Ohio Secretary of State John Husted recently issued a decision to restrict early voting in all counties to weekdays only. This has some people concerned as to the possible effect on voter turnout in low-income and minority communities. Not so one Repubican election board member who admitted thus in an email to the local paper:
Doug Preisse, chairman of the Republican Party in Franklin County, which contains the city of Columbus, admitted in an email to the Columbus Dispatch that black voters would now have a more difficult time voting:
I guess I really actually feel we shouldn’t contort the voting process to accommodate the urban — read African-American — voter-turnout machine. Let’s be fair and reasonable.
Preisse was one of the board of elections members who blocked Democratic efforts in Franklin County to expand voting hours to evenings and weekends. According to the Dispatch, he called claims of unfairness “bullshit. Quote me!”
Yes! Fair and reasonable!
There is reasonable cause for concern that this will prevent the "urban" population from voting, but Husted defended his decision by pointing to his sending out absentee ballots, something which is not popular in those areas. However studies show that absentee ballots are much more popular with Republicans, whereas Democrats preferred voting in person.
But from a political and perhaps cultural standpoint, not all absentee ballots are created equal. Republicans are much more likely to mail their absentee ballots, while Democrats (and African-Americans) prefer to cast their absentee ballots in person.
Thus, when Husted expands absentee balloting by mail but shrinks the opportunity for in-person balloting, most Republican party leaders are happy but many Democrats howl.
A study by the Franklin County Board of Elections shows that 48 percent of early, in-person votes in 2008 were cast after hours on weekdays, on weekends or on the Monday before the election — almost none of which is available to 2012 voters.
And those late ballots came predominantly from blacks and Democrats, the research shows. In all, 8 percent of whites cast early in-person ballots, while 13.3 percent of blacks did, said the study, which used census data to estimate the racial breakdown of voters.
In-person voting was popular even though Franklin County was one of the few in Ohio to mail absentee ballot applications to all voters in 2008.
At least Preisse was honest about his party's motivations.
8:56 PM PT: Franklin County GOP Chairman Preisse stands by his remarks.
In an interview with BuzzFeed, Franklin County GOP Chairman Doug Preisse, a close ally of Governor John Kasich, said his comment — which provoked Democratic outrage — was simply straight talk.
Democrats "are trying to say that I had somehow consciously constrained hours for that purpose," Preisse said. "No, I am saying the opposite, that I am asking the question, and I am indeed questioning how far this process of democratic, small ‘d’, democratic voting process should be contorted to favor a political operation.
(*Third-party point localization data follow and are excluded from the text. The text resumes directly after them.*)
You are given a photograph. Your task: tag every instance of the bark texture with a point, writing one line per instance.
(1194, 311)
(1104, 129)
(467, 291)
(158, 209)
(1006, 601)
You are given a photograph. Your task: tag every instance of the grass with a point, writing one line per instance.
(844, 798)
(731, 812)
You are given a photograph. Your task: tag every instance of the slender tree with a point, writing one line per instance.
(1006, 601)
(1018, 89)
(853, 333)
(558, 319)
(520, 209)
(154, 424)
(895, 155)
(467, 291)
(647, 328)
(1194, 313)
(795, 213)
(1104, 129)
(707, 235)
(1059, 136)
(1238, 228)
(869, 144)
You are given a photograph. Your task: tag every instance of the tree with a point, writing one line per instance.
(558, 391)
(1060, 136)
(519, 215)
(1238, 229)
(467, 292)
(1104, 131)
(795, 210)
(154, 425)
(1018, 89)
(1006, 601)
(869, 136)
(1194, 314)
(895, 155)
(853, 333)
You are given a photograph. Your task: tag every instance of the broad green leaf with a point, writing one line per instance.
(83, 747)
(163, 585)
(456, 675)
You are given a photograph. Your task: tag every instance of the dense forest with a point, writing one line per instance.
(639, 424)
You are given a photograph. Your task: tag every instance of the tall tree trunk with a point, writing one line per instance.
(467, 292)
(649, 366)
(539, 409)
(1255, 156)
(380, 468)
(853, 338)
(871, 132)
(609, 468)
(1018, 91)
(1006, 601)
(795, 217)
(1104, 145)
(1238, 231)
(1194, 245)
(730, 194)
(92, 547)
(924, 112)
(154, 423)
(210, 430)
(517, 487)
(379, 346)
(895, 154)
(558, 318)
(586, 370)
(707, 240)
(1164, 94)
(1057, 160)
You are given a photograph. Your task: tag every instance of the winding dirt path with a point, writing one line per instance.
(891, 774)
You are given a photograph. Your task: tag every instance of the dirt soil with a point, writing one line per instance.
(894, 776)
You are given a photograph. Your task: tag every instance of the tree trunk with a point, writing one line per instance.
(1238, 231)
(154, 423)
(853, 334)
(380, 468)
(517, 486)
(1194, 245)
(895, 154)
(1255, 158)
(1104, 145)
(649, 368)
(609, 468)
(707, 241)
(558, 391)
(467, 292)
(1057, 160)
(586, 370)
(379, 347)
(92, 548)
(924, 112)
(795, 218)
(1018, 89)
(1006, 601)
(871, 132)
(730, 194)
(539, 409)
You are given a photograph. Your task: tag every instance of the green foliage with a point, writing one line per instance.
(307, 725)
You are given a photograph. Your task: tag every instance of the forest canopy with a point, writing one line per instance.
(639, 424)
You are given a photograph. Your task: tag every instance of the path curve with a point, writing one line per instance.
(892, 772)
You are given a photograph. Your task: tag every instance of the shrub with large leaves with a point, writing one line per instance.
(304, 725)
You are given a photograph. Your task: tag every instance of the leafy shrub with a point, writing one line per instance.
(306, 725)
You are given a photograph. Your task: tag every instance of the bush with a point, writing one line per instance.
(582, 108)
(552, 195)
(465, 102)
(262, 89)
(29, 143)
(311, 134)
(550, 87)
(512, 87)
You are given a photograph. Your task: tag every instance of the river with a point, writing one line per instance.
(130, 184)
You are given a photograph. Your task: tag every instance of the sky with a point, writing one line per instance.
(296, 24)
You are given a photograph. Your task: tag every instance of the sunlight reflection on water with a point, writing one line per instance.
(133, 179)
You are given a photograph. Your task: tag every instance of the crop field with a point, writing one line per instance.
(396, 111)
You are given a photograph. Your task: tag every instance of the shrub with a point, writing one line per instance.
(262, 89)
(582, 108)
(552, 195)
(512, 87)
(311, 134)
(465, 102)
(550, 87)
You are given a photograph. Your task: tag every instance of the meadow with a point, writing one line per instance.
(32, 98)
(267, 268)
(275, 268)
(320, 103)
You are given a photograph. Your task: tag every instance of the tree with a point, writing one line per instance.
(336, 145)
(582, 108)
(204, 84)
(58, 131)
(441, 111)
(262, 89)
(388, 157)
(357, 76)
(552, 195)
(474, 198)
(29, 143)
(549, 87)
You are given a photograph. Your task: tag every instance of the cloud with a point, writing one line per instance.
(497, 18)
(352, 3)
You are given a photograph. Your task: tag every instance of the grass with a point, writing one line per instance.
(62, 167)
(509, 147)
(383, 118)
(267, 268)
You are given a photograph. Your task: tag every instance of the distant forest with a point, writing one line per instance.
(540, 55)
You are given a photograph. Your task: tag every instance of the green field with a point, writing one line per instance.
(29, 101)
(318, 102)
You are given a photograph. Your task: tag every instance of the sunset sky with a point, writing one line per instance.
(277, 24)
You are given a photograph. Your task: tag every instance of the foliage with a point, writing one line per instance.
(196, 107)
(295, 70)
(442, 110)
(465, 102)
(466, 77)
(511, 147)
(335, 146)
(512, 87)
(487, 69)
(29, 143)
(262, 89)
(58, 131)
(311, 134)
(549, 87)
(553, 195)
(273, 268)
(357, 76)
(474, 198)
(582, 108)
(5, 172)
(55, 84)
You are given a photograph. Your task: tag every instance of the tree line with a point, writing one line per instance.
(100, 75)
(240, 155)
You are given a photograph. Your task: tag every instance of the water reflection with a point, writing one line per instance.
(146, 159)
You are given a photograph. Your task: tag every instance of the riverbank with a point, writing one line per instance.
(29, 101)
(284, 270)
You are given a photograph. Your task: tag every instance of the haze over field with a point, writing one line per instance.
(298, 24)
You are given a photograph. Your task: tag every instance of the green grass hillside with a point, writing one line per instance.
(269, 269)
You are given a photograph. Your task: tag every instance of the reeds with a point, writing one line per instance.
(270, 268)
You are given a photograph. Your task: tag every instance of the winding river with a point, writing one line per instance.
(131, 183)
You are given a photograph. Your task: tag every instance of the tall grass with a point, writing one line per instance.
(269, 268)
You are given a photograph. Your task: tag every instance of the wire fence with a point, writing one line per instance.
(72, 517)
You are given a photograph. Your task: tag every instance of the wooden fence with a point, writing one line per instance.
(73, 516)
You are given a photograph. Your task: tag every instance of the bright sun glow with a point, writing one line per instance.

I don’t think we should go overboard in doing that."
Preisse's comment to today's Columbus Dispatch were taken as a smoking gun by Democrats and progressives, who said — as one liberal Ohio blogger wrote — that Preisse had acknowledged an effort to "suppress black voters."
Preisse scoffed at the criticism, telling BuzzFeed of a disputed voting plan put forth by Republican Ohio Secretary of State Jon Husted, "I believe it should be easy to vote, and I believe that under this plan it is.
"I believe that Republicans and Democrats of good will can have a difference of opinion, an honest difference of opinion here, but I also believe that there is no question that the forces of Obama and the other side of the aisle would love to just throw the barn doors open and have 24-hour voting and just go too far in the other direction," Preisse said. "It seems to me we can have a reasonable discussion about this."
I mean seriously - just how far can one take this process of 'democracy'? There has to be a limit on these things!